Quelle est votre réaction à l'élection d'Emmanuel Macron ? Si vous êtes élue, pensez-vous soutenir son travail ou être dans l'opposition ?
Un soulagement tout d'abord. Je me félicite que les Français aient marqué, en dépit d'un fort taux d'abstention, un désaccord sans équivoque avec la candidature de Marine Le Pen. De l'intérêt ensuite pour une personnalité qui essaye de se distinguer du reste de la classe politique, répondant en cela aux aspirations légitimes des Français. Sa singularité dans sa vie privée me le rend aussi sympathique car il faut du courage pour affronter le regard des autres. Mais je suis aussi perplexe et inquiète. Ce président, comme son Premier ministre Edouard Philippe sont des personnalités qui ont sans aucun doute des qualités pour mener à bien leur tâche. Mais, au regard de leurs parcours politiques respectifs, j'ai bien peur qu'ils ne prennent pas la mesure de l'urgence sur le climat et de ce que nous considérons comme la fin d'un système. J'ai très peur des orientations qui vont être prises sur le nucléaire et l'enfouissement des déchets. Ce n'est pas ma vision de la société à laquelle j'aspire. Et je regrette qu'Emmanuel Macron n'envisage pas de nous amener vers une société post-croissance qui protège à la fois les personnes et l'environnement. Cette société que des milliers de Français et d'élus locaux n'ont pas attendu pour mettre en place à leur échelon.

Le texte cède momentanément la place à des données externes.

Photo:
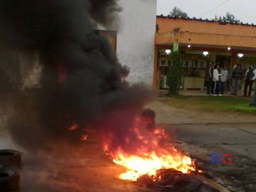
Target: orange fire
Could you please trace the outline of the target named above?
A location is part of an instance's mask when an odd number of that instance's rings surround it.
[[[104,149],[115,164],[127,170],[119,175],[123,180],[137,181],[144,175],[157,179],[159,169],[175,169],[183,174],[196,171],[195,163],[187,155],[178,151],[168,142],[169,136],[164,130],[156,128],[152,132],[139,129],[141,119],[137,118],[132,130],[132,137],[126,137],[124,142],[133,148],[132,151],[124,150],[121,146],[112,150],[113,134],[105,137]]]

Si je suis élue, j'agirais en adéquation avec mes valeurs et mes convictions, en accord avec le projet que je porte aujourd'hui. Mais je me refuse également à tout dogmatisme, une chose que je déteste en politique comme ailleurs. Si le gouvernement propose une loi juste, écologique, solidaire, je n'hésiterais pas un instant à la voter. L'arrivée de Nicolas Hulot au gouvernement comme ministre de la transition écologique et solidaire est une très bonne chose. Je m'en réjouis et j'espère qu'il aura les coudées franches pour ?uvre en faveur de la lutte contre le réchauffement climatique. Il aura besoin de tout le soutien des députés écologistes à l'Assemblée nationale pour pouvoir travailler sereinement. La loi de moralisation de la vie politique que porte François Bayrou est également une très bonne chose et bien entendu je soutiendrai une telle loi si je suis élue. Mais dès que les intérêts des plus faibles, l'atteinte aux libertés publiques ou la protection de l'environnement seront menacés, dès que la loi se fera complice des intérêts des lobbys industriels ou corporatistes, alors je voterais non, avec fermeté et sans intransigeance.